Elsa Garcia (MEX), for being a very deserving winner of the Longines Prize for Elegance and for having a great sense of humour when she crashed her vault in a very ungainly position!
Youna Dufournet (FRA), for overcoming past inconsistencies and having a fantastic World Championships!
Timothy McNeill (USA), for overcoming so many injuries to place 7th overall in his first World Championships.
The BBC (GBR), for showing so many routines and discussing the technical aspects of the sport. I really appreciate how the commentators pointed out the differences in technique in the double-twisting Yurchenko vaults of Yekaterina Kurbatova (RUS) and Kayla Williams.
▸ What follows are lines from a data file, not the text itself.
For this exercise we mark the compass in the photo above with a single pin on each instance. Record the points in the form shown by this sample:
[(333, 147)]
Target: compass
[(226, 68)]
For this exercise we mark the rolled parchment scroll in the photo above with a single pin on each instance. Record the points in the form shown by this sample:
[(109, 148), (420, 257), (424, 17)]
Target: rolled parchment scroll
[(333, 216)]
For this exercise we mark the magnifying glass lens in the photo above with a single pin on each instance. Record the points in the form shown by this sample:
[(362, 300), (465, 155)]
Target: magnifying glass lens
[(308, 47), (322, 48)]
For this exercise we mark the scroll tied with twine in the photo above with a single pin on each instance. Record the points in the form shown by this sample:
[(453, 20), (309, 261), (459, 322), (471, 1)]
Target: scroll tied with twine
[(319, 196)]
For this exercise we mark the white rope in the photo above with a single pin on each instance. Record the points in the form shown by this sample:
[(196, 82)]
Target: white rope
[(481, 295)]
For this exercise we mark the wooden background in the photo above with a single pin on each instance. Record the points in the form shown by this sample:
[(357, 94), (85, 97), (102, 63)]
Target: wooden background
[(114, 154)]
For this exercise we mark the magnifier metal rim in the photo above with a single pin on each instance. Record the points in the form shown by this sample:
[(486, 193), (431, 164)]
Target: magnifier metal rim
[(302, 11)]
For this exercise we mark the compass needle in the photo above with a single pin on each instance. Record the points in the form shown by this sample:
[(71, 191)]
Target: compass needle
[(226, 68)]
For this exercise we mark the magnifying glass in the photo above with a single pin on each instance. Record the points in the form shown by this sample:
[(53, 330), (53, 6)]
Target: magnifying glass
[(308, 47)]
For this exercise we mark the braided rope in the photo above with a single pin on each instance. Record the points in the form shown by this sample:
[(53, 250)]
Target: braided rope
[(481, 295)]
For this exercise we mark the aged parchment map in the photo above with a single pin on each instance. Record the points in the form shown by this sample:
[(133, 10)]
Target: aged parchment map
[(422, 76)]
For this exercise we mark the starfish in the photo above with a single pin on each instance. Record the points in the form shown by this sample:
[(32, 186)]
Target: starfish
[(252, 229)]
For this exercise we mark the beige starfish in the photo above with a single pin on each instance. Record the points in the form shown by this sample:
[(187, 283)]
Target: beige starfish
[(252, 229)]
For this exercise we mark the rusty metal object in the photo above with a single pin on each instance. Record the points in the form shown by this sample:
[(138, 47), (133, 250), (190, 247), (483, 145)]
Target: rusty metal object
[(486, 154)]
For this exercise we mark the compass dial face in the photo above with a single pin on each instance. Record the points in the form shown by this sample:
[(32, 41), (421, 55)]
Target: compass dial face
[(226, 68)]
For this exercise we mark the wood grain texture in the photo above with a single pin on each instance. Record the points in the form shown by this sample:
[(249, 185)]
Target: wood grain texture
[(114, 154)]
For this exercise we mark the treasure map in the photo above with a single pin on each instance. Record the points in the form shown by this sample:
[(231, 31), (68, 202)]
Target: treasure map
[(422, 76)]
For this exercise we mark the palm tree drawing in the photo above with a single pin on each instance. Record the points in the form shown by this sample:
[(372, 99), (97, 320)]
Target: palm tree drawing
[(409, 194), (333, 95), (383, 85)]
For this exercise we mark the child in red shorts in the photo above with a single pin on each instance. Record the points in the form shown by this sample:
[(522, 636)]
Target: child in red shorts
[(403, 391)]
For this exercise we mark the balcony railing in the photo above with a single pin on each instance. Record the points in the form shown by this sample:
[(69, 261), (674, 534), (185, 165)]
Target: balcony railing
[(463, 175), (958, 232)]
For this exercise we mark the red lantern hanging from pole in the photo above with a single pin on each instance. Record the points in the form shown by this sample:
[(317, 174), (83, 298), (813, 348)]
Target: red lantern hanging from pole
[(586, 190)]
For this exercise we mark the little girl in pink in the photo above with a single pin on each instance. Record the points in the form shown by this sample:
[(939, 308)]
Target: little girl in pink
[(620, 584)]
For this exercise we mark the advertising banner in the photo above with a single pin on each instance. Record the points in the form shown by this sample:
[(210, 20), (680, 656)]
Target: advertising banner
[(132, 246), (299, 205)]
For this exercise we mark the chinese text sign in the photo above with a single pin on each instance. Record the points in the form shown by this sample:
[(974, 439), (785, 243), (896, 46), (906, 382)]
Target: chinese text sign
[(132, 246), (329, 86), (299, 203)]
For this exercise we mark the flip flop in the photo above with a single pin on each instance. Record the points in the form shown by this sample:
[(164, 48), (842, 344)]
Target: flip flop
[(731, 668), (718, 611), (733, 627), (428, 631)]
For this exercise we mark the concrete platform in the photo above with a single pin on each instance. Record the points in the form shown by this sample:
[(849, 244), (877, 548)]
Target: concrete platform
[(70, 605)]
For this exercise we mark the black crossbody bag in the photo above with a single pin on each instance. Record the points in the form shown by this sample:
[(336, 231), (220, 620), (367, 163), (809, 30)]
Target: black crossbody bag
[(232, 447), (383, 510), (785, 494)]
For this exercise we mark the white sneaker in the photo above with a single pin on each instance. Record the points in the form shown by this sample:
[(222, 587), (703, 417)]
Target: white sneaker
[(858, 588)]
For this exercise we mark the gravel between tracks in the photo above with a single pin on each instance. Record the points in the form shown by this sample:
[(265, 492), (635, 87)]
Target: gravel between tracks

It was also interesting to hear why the judges were deliberating so long over Ariella Käslin’s vault; in the end they gave this Swiss gymnast full credit for the layout position, even though she piked after blocking off the table to gain extra rotation.
No report on the 2009 World Championships would be complete without a tribute to Yuri Ryazanov, who achieved the greatest result of his career in London.
“The final started badly,” he said of Oct. 15’s all-around competition. “After my pommel horse routine the judges deliberated for a long time [because of a mistake on my dismount]. As a result, it reduced my A-score by 0.9. I was 21st of the 24 finalists. I was ashamed almost to tears. But I calmed down and I realized that I had nothing to lose. I said to myself, ‘Yuri, don’t give up, this is not your last worlds, try to look dignified.’ After that I decided to add more difficulty on the remaining five events. And although I had another mistake [on high bar], it was enough to win a medal in the end.” (International GYMNAST Magazine Online)
In a tragic turn of events, Yuri Ryazanov passed away five days later after a car accident in his native Russia. RIP.